Experimental plane flies almost silently
Concept could lead to quiet drones for surveillance, more
NEW YORK — A nearly silent, drone-sized aircraft has shown it can fly, thanks to a scientist inspired by watching “Star Trek” as a child.
With neither propellers nor jets, the airplane gets its thrust by applying a strong electric field to the air. That general idea has been demonstrated at science fairs, but the new work shows it can power a free-flying airplane.
So, can people look forward to traveling in planes that are almost silent and emit no air pollution?
“Not anytime soon,” says Steven Barrett of the Massachusetts Institute of Technology, who reported the results in a study released Wednesday by the journal Nature.
It’s not clear whether the technology could work at such a large scale, he said in a telephone interview. And even if it can, it would take a few decades to develop such planes, he said.
Before that, the approach might be used in airplane-like drones that perform tasks like environmental monitoring and surveillance, he said.

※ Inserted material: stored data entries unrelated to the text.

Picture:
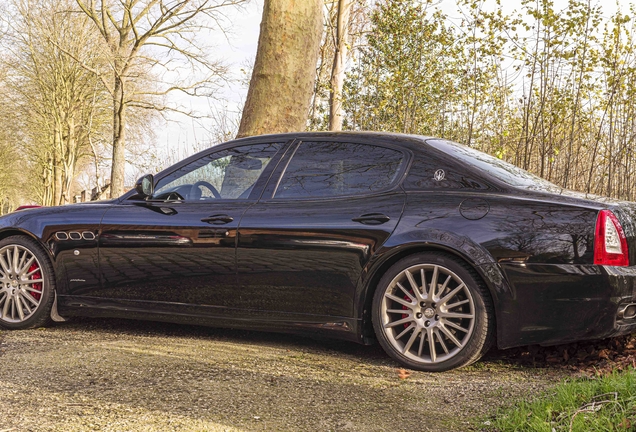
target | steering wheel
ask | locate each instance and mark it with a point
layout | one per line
(195, 192)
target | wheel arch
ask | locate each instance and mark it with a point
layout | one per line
(389, 258)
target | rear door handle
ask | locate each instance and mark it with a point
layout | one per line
(218, 219)
(372, 219)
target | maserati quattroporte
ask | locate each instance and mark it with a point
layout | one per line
(435, 250)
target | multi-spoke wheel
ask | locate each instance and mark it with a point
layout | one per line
(25, 284)
(432, 313)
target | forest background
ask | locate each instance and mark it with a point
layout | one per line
(547, 86)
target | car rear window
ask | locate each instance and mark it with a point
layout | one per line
(325, 169)
(503, 171)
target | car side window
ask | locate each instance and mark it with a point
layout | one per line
(326, 169)
(226, 174)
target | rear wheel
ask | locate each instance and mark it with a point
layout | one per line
(26, 284)
(432, 312)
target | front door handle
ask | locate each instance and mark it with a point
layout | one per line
(372, 219)
(218, 219)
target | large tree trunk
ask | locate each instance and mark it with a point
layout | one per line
(119, 140)
(339, 62)
(285, 69)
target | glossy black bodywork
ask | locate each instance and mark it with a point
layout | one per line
(308, 266)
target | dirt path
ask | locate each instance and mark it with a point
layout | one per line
(127, 375)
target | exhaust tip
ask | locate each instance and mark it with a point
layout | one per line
(627, 311)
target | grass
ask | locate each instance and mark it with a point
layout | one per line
(605, 403)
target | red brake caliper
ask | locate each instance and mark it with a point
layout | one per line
(405, 308)
(36, 286)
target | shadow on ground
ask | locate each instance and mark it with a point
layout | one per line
(95, 374)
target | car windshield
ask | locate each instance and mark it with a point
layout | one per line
(503, 171)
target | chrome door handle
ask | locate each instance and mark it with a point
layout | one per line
(372, 219)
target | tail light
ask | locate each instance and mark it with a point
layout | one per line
(610, 243)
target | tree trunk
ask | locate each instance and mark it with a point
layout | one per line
(285, 69)
(118, 169)
(339, 60)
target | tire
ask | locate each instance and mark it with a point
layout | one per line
(417, 328)
(27, 291)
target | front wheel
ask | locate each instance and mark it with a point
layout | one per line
(26, 284)
(433, 313)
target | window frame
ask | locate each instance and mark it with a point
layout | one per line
(269, 193)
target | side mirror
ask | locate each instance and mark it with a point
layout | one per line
(145, 186)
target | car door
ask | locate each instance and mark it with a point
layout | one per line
(327, 209)
(179, 246)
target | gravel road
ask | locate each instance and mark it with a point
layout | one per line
(119, 375)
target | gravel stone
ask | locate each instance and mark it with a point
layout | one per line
(120, 375)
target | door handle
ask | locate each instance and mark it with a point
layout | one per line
(372, 219)
(218, 219)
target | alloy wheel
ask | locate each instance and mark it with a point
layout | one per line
(21, 283)
(428, 313)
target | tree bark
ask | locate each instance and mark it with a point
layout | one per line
(285, 69)
(339, 61)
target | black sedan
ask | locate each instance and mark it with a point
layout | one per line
(433, 249)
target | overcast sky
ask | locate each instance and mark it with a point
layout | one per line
(181, 137)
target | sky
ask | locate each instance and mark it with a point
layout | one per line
(181, 136)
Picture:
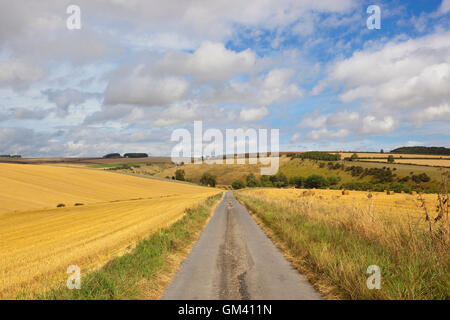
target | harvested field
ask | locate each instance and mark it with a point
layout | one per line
(41, 241)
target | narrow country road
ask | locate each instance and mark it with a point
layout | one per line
(234, 259)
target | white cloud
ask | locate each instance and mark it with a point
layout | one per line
(253, 114)
(140, 87)
(401, 74)
(445, 7)
(19, 74)
(210, 62)
(324, 133)
(372, 125)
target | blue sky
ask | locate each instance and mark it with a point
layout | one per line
(137, 70)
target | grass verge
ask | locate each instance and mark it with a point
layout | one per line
(335, 256)
(144, 272)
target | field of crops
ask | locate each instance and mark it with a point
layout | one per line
(39, 241)
(399, 208)
(334, 237)
(31, 187)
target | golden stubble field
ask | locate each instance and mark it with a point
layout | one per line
(39, 241)
(375, 213)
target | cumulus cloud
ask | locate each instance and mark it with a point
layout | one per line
(139, 86)
(253, 114)
(64, 98)
(19, 74)
(210, 62)
(401, 74)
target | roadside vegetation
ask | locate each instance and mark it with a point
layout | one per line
(143, 272)
(334, 236)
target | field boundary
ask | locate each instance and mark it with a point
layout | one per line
(325, 288)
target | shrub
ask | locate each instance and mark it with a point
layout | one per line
(391, 159)
(297, 181)
(318, 155)
(252, 181)
(135, 155)
(332, 181)
(279, 180)
(179, 175)
(111, 155)
(238, 184)
(208, 179)
(265, 181)
(316, 181)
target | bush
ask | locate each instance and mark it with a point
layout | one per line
(179, 175)
(279, 180)
(391, 159)
(265, 181)
(208, 179)
(360, 186)
(135, 155)
(423, 177)
(316, 181)
(297, 181)
(332, 181)
(111, 155)
(318, 155)
(397, 187)
(238, 184)
(252, 181)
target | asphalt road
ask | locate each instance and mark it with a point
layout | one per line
(234, 259)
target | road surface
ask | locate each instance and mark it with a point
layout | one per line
(234, 259)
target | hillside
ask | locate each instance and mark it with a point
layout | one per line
(423, 150)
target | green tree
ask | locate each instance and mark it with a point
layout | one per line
(208, 179)
(316, 181)
(238, 184)
(252, 181)
(297, 181)
(332, 180)
(391, 159)
(179, 175)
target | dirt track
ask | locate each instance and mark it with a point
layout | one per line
(234, 259)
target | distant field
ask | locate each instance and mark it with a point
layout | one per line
(385, 155)
(425, 162)
(39, 241)
(84, 160)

The Nature paper reports the results of 10 test flights inside an MIT athletic building. With a wingspan of about 16 feet, the five-pound plane sailed along at about 11 mph. Each flight covered about 60 yards.

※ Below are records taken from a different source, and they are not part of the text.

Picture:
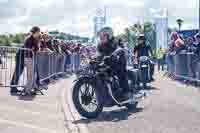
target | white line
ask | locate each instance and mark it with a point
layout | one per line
(6, 108)
(46, 130)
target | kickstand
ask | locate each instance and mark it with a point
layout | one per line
(39, 90)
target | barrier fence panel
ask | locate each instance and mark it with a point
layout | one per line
(13, 72)
(13, 66)
(49, 64)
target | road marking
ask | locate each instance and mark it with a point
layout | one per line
(6, 108)
(21, 124)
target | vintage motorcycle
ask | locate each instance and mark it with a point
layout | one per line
(144, 67)
(99, 87)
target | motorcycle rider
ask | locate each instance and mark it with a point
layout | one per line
(143, 50)
(108, 46)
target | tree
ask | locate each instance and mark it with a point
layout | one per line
(180, 23)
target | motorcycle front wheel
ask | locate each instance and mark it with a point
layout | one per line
(84, 97)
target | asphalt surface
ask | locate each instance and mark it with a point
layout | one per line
(171, 107)
(40, 114)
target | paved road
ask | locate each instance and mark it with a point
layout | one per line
(43, 114)
(170, 108)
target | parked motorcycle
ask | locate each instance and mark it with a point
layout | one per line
(100, 88)
(144, 67)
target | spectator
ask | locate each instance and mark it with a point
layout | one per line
(19, 67)
(44, 43)
(31, 43)
(160, 57)
(177, 43)
(198, 44)
(190, 45)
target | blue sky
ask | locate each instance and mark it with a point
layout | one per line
(76, 16)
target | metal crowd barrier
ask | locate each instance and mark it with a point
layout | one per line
(187, 66)
(13, 72)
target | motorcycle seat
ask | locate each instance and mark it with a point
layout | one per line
(133, 74)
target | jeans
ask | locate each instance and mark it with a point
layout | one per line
(170, 64)
(160, 64)
(19, 67)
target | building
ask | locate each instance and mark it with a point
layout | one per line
(161, 23)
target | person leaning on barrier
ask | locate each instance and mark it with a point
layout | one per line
(19, 67)
(190, 47)
(44, 43)
(143, 50)
(31, 43)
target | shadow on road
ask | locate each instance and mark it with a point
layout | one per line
(26, 98)
(111, 116)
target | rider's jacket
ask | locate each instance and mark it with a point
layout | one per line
(117, 55)
(105, 49)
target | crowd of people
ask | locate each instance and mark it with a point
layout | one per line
(77, 53)
(40, 42)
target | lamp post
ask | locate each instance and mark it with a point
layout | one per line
(199, 16)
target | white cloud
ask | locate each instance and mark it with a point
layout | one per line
(76, 16)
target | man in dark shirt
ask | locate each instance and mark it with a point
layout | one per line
(108, 46)
(143, 50)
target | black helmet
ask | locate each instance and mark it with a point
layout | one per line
(141, 37)
(107, 30)
(197, 35)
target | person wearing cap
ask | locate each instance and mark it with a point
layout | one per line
(143, 50)
(31, 43)
(190, 47)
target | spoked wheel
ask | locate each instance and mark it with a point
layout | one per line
(85, 99)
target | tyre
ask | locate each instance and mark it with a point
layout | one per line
(83, 98)
(132, 106)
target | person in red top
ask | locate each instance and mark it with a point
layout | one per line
(177, 42)
(32, 46)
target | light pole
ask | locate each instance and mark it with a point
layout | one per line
(199, 16)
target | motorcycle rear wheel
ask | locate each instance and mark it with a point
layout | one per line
(79, 106)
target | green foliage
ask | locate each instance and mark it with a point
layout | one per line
(130, 34)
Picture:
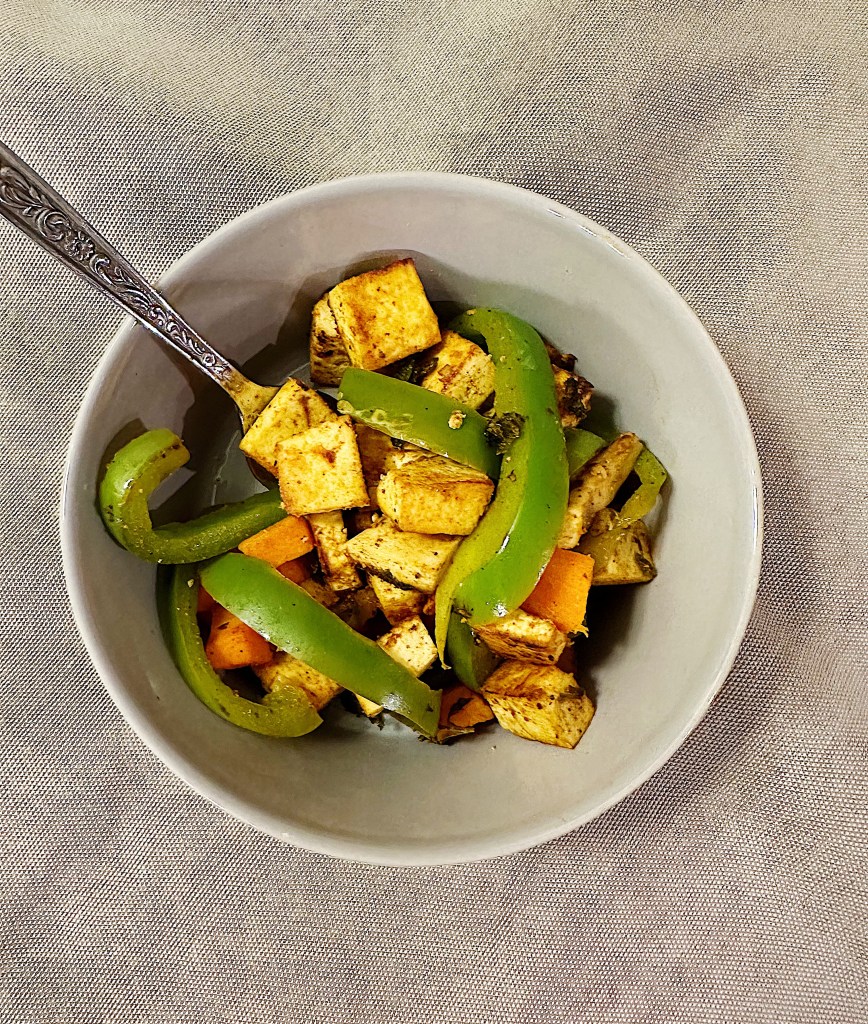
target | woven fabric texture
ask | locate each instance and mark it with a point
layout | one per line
(727, 142)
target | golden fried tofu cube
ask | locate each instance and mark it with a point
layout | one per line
(384, 315)
(330, 536)
(461, 370)
(403, 456)
(374, 449)
(285, 671)
(329, 356)
(573, 393)
(523, 637)
(621, 554)
(597, 484)
(538, 702)
(416, 560)
(319, 470)
(319, 592)
(410, 645)
(293, 410)
(435, 496)
(396, 603)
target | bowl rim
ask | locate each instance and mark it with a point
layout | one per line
(429, 854)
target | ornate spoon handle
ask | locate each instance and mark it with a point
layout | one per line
(35, 208)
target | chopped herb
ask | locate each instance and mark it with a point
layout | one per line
(415, 369)
(503, 430)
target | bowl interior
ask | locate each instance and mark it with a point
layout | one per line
(658, 653)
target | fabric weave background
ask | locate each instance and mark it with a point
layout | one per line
(727, 142)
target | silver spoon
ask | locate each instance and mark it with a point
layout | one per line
(35, 208)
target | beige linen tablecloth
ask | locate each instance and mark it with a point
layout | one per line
(726, 141)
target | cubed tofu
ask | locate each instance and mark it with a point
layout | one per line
(374, 448)
(330, 536)
(461, 370)
(357, 608)
(410, 645)
(416, 560)
(403, 456)
(597, 484)
(537, 702)
(621, 554)
(435, 496)
(285, 671)
(523, 637)
(573, 393)
(329, 357)
(319, 470)
(384, 315)
(319, 592)
(396, 603)
(293, 410)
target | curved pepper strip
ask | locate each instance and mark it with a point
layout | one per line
(293, 621)
(415, 415)
(285, 713)
(130, 479)
(652, 475)
(496, 567)
(471, 660)
(581, 444)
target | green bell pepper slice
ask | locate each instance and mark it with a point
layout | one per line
(415, 415)
(652, 475)
(286, 713)
(133, 475)
(471, 660)
(581, 444)
(294, 622)
(496, 567)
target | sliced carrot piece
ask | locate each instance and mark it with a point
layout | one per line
(561, 594)
(297, 569)
(284, 542)
(232, 644)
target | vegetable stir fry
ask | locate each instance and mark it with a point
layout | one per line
(432, 539)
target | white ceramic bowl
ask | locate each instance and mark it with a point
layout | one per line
(383, 796)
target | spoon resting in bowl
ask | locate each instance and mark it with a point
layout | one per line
(44, 216)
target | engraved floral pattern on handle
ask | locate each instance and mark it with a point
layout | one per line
(88, 255)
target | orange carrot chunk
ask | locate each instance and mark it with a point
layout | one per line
(296, 569)
(232, 644)
(561, 594)
(286, 541)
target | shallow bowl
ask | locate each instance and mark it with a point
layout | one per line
(657, 654)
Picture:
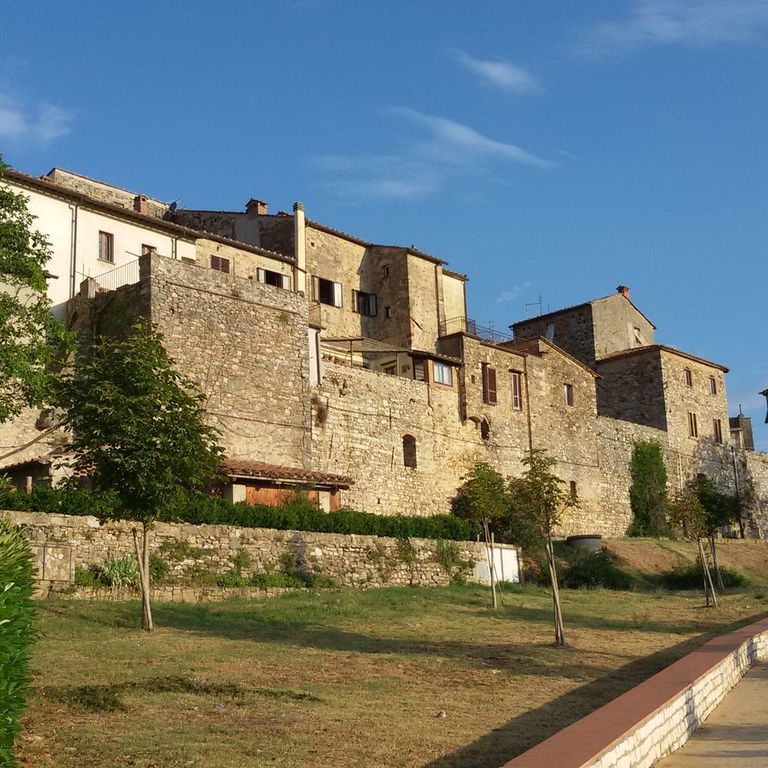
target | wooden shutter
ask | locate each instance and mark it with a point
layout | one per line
(492, 386)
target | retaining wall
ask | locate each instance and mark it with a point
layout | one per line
(658, 716)
(63, 543)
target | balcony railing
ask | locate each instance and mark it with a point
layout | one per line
(127, 274)
(473, 328)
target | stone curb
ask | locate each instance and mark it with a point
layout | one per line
(657, 717)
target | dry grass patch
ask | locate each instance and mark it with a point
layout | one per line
(395, 677)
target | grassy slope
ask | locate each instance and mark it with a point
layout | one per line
(393, 677)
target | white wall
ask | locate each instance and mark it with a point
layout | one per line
(59, 219)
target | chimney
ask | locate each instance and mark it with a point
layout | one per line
(141, 204)
(255, 207)
(300, 245)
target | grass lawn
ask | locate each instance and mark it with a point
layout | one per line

Barrett, 35, said he was inspired as a child by watching “Star Trek,” where he was struck by shuttles that flew with no moving parts in their propulsion systems. He recalled thinking, “There should be a way things should fly without … propellers and (jet) turbines.”
As an adult, he focused on that and came across a concept called “ionic wind.”
For the MIT airplane, that involves a series of thin wires at the front of the plane that generate a powerful electric field. The field strips electrons from air molecules, turning them into positively charged particles called ions. Those ions flow toward negatively charged parts of plane, colliding with ordinary air molecules and transferring energy to them. That produces a wind that provides thrust for the plane, Barrett explained.
A similar process has long been used in outer space to propel some spacecraft, he said.
“I think they’re onto something here,” said Pat Anderson, a professor of aerospace engineering at the Daytona Beach, Fla., campus of Embry-Riddle Aeronautical University. He had no role in the research.